Mary llenó los pulmones, levantó la cabeza hacia el techo y suspiró suavemente.

– No, es ahora cuando me lo estás haciendo. ¡Llama a ese maldito ascensor, por favor!

Desconcertado, lo hizo y las puertas se abrieron al instante.

– ¡Gracias, Señor! -suspiró ella-. Me faltaba el oxígeno.

Se metió en la cabina y Philip bloqueó las puertas, sin saber qué decir.

– Deja que me marche, Philip.
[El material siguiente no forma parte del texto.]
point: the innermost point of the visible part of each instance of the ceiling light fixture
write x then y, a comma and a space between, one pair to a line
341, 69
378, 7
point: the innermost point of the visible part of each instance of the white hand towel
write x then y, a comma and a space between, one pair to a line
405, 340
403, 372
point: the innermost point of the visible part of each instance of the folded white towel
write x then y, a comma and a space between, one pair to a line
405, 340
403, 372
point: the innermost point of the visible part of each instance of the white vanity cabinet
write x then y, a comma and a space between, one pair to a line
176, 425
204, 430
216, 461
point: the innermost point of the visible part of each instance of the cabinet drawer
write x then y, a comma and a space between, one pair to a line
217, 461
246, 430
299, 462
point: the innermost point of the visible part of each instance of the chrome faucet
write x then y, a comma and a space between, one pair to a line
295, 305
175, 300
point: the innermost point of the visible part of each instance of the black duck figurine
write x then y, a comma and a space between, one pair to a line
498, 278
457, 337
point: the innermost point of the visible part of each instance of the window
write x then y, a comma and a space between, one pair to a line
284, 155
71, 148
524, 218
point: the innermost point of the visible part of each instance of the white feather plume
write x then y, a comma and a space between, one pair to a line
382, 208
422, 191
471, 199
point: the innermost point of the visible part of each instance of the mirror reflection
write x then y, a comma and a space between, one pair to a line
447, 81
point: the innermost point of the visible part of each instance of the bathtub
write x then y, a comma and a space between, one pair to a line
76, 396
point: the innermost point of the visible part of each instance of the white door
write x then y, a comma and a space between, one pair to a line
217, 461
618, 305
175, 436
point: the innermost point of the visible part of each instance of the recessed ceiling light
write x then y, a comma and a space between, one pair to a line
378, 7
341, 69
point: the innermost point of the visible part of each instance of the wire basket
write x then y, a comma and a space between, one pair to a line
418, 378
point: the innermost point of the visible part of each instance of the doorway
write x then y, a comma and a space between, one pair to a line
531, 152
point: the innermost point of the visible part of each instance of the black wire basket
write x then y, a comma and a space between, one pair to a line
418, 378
Te adoro cuando te pones tonto, pero tu estupidez ahora resulta cruel.

Ella se echó hacia atrás y las puertas se cerraron.

Él se dirigió hacia la ventana para intentar verla salir del edificio. Se sentó en el reborde y contempló el hormiguero que se agitaba a sus pies.


Desde hacía dos semanas Susan mantenía una relación con el responsable de un dispensario construido detrás del puerto. Sólo lo veía una vez cada tres días, a causa de la distancia que había que recorrer, pero aquellas noches bastaban para que reapareciesen en su cara los hoyuelos que se dibujaban junto a su boca cuando se sentía feliz. Ir a la ciudad la oxigenaba: el ruido de los camiones, el polvo, las bocinas que se mezclaban con los gritos de la gente, el ruido de las cajas que se lanzaban al suelo, todos esos excesos de la vida la emborrachaban y la hacían salir del sopor de una larga pesadilla. A principios de febrero abandonó a su especialista en logística por las cenas en compañía de un piloto de las Líneas Aéreas Hondureñas que viajaba varias veces al día a Tegucigalpa a bordo de un bimotor. Por la noche, cuando él regresaba a San Pedro, pasaba sobre su pueblo en vuelo rasante. Ella entonces saltaba a su Jeep y se lanzaba en persecución del avión, aceptando el desafío perdido de antemano de llegar antes que él.

Él la esperaba en las rejas del pequeño aeropuerto situado a veinte kilómetros de la ciudad. Con su barba y su chupa de cuero parecía un icono de los años cincuenta, algo que a ella no le disgustaba del todo. A veces le resultaba bueno dejarse llevar y vivir como en las películas.

Por la mañana, cuando él reanudaba su servicio, ella circulaba a toda velocidad por la pista que la conducía de vuelta al pueblo. Con las ventanillas abiertas, le gustaba aspirar el olor de la tierra húmeda al mezclarse con el perfume de los pinos.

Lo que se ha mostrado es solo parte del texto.